Chrobog bis Samstag frei?

Es spricht einiges dafür, dass die Geiselnahme von Jürgen Chrobog und seiner Familie schnell beendet werden kann

VON JENS KÖNIG

Es waren vor allem zwei Umstände, die auf ein friedliches und schnelles Ende der Entführung von Jürgen Chrobog und seiner Familie hoffen ließen. Zum einen verliefen Geiselnahmen westlicher Touristen im Jemen in den letzten Jahren fast immer unblutig. Und zum anderen verfügen die Opfer, sofern das bei einer Entführung überhaupt hilfreich sein kann, über ausreichend Erfahrung, um mit dieser Extremsituation einigermaßen professionell umgehen zu können. Jürgen Chrobog, bis Sommer 2005 Staatssekretär im Auswärtigen Amt, war schließlich selbst jahrelang Chef des Krisenstabes seines Ministeriums. Der Karrierediplomat war es, der dutzende Entführungsfälle mit deutschen Opfern löste, der mit Regierungen und Mittelsmännern verhandelte, der die Übergabe der Geldkoffer organisierte. Wenn einer aus eigenem Erleben weiß, wie der Krisenstab arbeitet, wie man sich als Geisel der Situation angemessen verhält, welche Fehler man besser vermeidet – dann Chrobog.

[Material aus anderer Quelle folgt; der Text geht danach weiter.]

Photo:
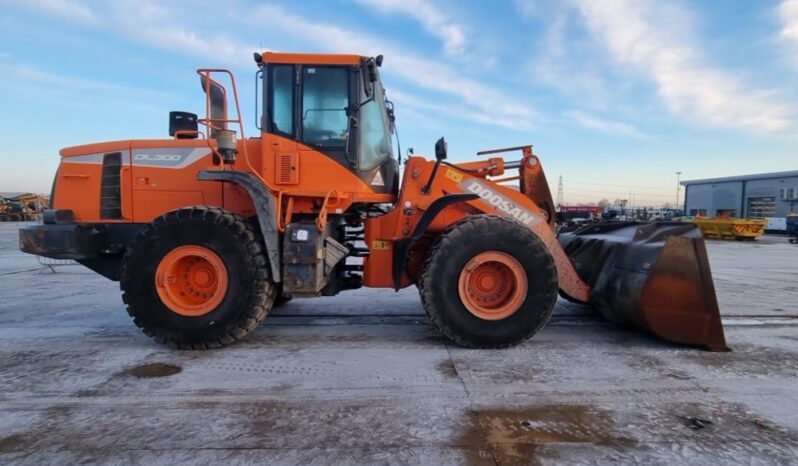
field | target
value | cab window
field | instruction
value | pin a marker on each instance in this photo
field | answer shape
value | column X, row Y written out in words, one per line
column 325, row 99
column 375, row 135
column 281, row 104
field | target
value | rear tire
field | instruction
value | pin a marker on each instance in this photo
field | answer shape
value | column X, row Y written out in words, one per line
column 222, row 249
column 514, row 256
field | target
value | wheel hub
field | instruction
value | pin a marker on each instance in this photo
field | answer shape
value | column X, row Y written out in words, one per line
column 191, row 280
column 492, row 285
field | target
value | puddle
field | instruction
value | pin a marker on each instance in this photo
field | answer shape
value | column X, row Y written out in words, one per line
column 519, row 436
column 11, row 443
column 446, row 367
column 695, row 423
column 157, row 369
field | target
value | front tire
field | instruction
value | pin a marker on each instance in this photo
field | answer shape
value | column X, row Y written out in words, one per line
column 197, row 278
column 488, row 282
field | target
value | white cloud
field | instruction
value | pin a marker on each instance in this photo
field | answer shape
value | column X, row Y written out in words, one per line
column 162, row 25
column 639, row 35
column 788, row 15
column 605, row 126
column 434, row 21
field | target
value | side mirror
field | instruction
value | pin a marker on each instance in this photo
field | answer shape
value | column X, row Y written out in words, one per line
column 185, row 122
column 440, row 149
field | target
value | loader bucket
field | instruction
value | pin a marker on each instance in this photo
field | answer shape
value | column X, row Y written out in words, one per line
column 654, row 276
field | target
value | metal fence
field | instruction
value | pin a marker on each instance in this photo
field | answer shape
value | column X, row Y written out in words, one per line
column 53, row 263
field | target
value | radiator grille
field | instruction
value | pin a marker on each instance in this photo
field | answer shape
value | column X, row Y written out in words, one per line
column 110, row 193
column 287, row 168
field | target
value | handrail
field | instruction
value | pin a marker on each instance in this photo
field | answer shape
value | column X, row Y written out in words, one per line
column 206, row 72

So schienen die Meldungen den gestrigen Tag über nur folgerichtig zu sein. Chrobog, seine Frau Magda Gohar-Chrobog, Tochter des ägyptischen Schriftstellers Youssef Gohar, sowie deren drei erwachsene Söhne sollten noch im Laufe des Donnerstags freigelassen werden, hieß es. „Sie werden unversehrt und zügig freikommen“, sagte gestern ein Vertreter der jemenitischen Regierung. Die örtlichen Behörden stünden in Kontakt mit dem Stamm, dem die Entführer angehörten. Doch zumindest bis zum Abend blieb die Nachricht von der Freilassung der Familie Chrobog aus.

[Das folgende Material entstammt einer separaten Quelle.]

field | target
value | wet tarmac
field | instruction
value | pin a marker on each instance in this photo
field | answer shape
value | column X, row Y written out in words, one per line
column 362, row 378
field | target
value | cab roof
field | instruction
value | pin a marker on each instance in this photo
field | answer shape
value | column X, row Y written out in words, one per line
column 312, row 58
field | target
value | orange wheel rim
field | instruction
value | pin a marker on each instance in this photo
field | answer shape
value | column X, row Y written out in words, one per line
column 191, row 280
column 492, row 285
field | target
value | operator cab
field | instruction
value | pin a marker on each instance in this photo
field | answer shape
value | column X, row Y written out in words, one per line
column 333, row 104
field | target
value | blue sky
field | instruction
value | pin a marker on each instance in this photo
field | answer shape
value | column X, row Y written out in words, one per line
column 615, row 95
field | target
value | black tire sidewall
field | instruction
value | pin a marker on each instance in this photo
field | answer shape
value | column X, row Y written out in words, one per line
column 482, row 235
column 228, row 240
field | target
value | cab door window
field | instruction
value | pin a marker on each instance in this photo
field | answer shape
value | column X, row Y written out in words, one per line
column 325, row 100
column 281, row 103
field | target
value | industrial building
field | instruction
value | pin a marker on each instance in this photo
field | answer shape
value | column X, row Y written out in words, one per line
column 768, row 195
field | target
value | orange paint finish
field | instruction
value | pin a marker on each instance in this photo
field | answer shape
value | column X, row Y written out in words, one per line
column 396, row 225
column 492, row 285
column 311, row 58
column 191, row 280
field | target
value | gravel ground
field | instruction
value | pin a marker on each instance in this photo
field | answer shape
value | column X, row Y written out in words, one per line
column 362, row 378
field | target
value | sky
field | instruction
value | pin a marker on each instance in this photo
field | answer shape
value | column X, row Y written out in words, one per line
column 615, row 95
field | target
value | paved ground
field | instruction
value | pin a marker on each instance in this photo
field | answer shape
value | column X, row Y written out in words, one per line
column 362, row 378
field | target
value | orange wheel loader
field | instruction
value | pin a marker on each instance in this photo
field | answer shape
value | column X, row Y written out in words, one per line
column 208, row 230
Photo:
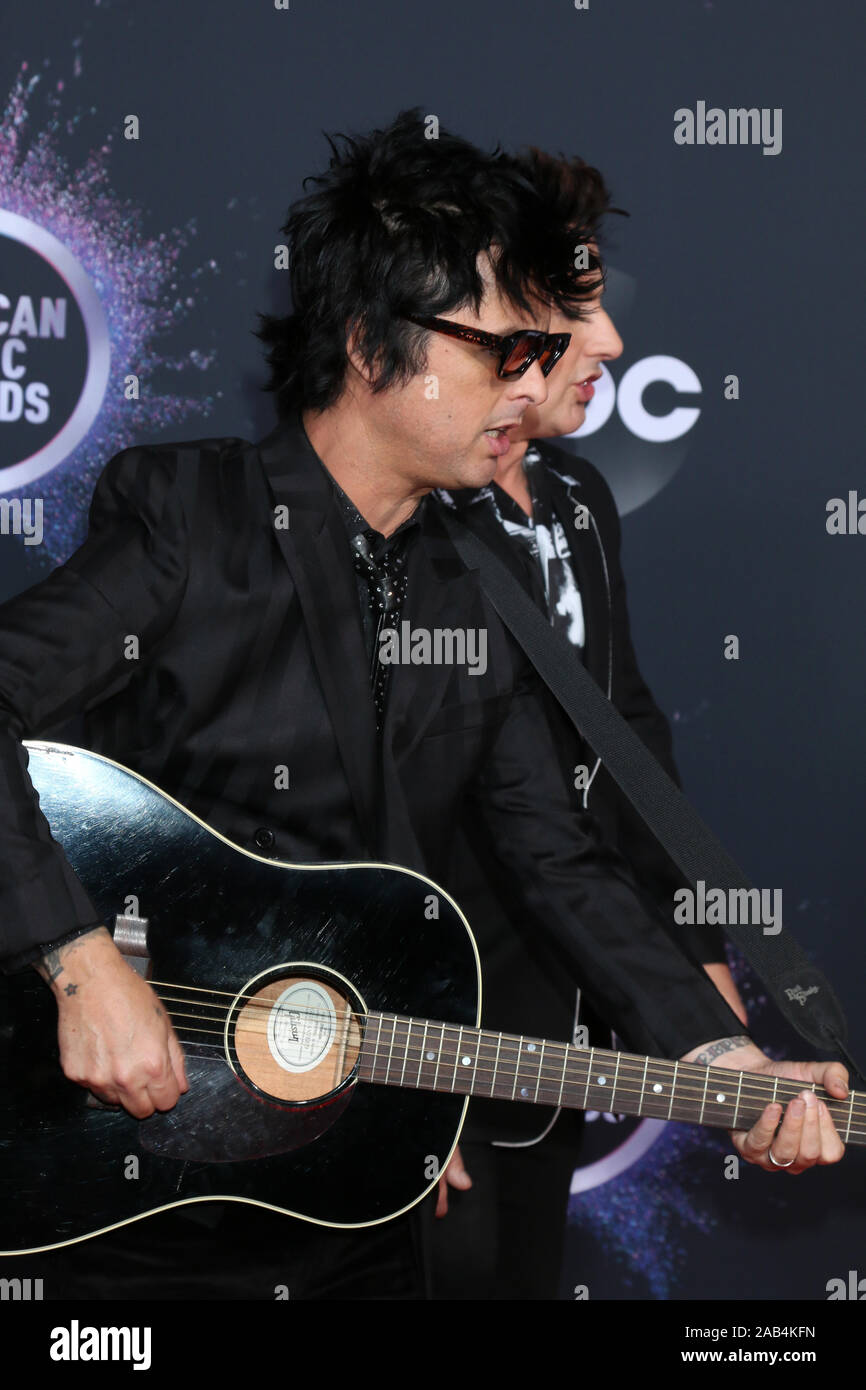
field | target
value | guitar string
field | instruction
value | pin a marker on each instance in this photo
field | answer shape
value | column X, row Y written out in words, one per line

Details über die Entführung waren weder in Berlin noch in der jemenitischen Hauptstadt Sanaa zu erfahren. Der Krisenstab des Auswärtigen Amtes arbeitet wie gewohnt: rund um die Uhr, professionell, aber auch diskret. Einige Informationen sickerten jedoch über Medien durch. Nach allem, was bisher bekannt ist, war die Familie Chrobog auf einer den Sicherheitsregeln entsprechend abgesicherten Privatreise am Mittwoch in der Provinz Schabwa entführt worden. Die Chrobogs reisten auf Einladung der jemenitischen Regierung durch das Land – was die Bemühungen um ihre Freilassung zusätzlich verstärken dürfte. Hintergrund der Geiselnahme ist offenbar eine blutige Stammesfehde. Die ARD meldete, den Entführten gehe es gut. Dem Kairo-Korrespondenten des Senders war es wohl gelungen, mit dem ebenfalls verschleppten Fahrer von Chrobog zu telefonieren.

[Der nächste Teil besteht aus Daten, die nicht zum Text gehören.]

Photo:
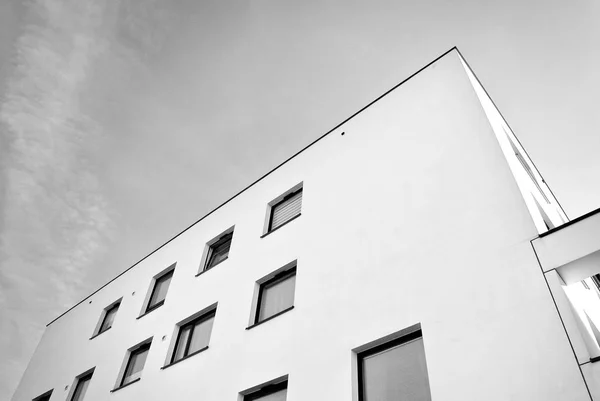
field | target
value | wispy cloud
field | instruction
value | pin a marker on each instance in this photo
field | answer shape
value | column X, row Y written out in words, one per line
column 54, row 218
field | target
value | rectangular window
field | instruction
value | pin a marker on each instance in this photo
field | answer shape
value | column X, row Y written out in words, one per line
column 109, row 317
column 135, row 364
column 194, row 336
column 272, row 392
column 286, row 209
column 393, row 371
column 81, row 387
column 159, row 292
column 276, row 295
column 43, row 397
column 218, row 251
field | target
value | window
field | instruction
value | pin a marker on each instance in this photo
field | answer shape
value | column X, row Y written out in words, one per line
column 276, row 295
column 81, row 387
column 109, row 317
column 218, row 251
column 395, row 370
column 194, row 336
column 44, row 397
column 159, row 292
column 272, row 392
column 135, row 364
column 285, row 209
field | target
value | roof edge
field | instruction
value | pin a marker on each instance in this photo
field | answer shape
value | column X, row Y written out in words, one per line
column 261, row 178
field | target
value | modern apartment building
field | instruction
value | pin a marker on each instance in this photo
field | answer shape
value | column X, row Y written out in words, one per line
column 413, row 252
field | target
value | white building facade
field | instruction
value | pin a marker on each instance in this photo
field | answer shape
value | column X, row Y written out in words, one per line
column 411, row 253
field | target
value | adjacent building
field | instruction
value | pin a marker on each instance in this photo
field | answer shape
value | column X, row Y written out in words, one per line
column 413, row 252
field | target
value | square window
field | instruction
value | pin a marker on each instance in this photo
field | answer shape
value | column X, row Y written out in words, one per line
column 271, row 392
column 159, row 292
column 135, row 363
column 43, row 397
column 276, row 295
column 285, row 209
column 81, row 387
column 395, row 370
column 194, row 336
column 108, row 317
column 218, row 251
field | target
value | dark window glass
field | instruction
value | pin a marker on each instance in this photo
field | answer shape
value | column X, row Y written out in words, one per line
column 219, row 251
column 81, row 387
column 274, row 392
column 135, row 365
column 289, row 207
column 44, row 397
column 276, row 295
column 395, row 371
column 159, row 293
column 109, row 318
column 194, row 336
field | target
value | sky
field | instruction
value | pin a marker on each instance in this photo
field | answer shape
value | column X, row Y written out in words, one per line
column 123, row 121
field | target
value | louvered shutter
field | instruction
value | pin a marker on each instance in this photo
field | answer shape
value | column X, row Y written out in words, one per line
column 288, row 208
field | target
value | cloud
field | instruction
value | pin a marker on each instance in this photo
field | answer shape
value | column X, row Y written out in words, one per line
column 54, row 218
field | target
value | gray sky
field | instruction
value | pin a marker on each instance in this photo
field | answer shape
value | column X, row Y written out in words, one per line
column 123, row 121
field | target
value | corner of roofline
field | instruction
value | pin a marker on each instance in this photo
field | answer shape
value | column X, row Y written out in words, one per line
column 429, row 64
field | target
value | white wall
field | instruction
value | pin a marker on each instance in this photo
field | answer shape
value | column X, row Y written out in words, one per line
column 411, row 216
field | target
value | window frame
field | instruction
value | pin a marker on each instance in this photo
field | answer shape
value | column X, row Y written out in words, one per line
column 209, row 251
column 265, row 390
column 276, row 279
column 211, row 313
column 87, row 375
column 146, row 306
column 226, row 238
column 379, row 346
column 44, row 397
column 135, row 350
column 275, row 205
column 105, row 313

Auch die Entführer selbst, die zum Stamm al-Abdallah ben Dahhan gehören sollen, gaben mehreren Agenturen sowie dem Yemen Observer Interviews. Ihre einzige Forderung, so sagten sie, sei die Freilassung von fünf inhaftierten Familienmitgliedern, denen wegen der Tötung von Angehörigen eines rivalisierenden Clans der Prozess gemacht wird. Um den Druck auf die Zentralregierung in Sanaa zu erhöhen, seien die Ausländer gefangen genommen worden. Ihnen sei vorher jedoch nicht klar gewesen, um wen es sich bei den Opfern handelt. „Ihr Leben ist nicht in Gefahr. Sie sind Gäste unseres Stammes“, sagte der Anführer. Chrobogs Frau bezeichnete er als eine „ägyptische Schwester“.

Diese ungewohnte Öffentlichkeitsarbeit macht die Lösung des Falles nicht leichter. Die Entführer meldeten über jemenitische Medien gestern auch prompt das Scheitern der ersten Verhandlungen mit der Regierung. Der deutsche Außenminister Frank-Walter Steinmeier schaltete sich inzwischen direkt in den Fall ein. Er brach am Donnerstag seinen Urlaub ab und telefonierte mehrmals mit seinem jemenitischen Amtskollegen. Steinmeier mahnte mehr Zurückhaltung der Medien an, machte gleichzeitig aber auch Hoffnung auf eine schnelle Freilassung der Familie Chrobog. „Es braucht wie immer Geduld, Zeit und Nerven“, sagte er. „Aber ich bin mir sicher, dass wir dann noch vor Jahresende zu einem Abschluss kommen werden.“ Bis spätestens Samstag also soll der Fall erledigt sein.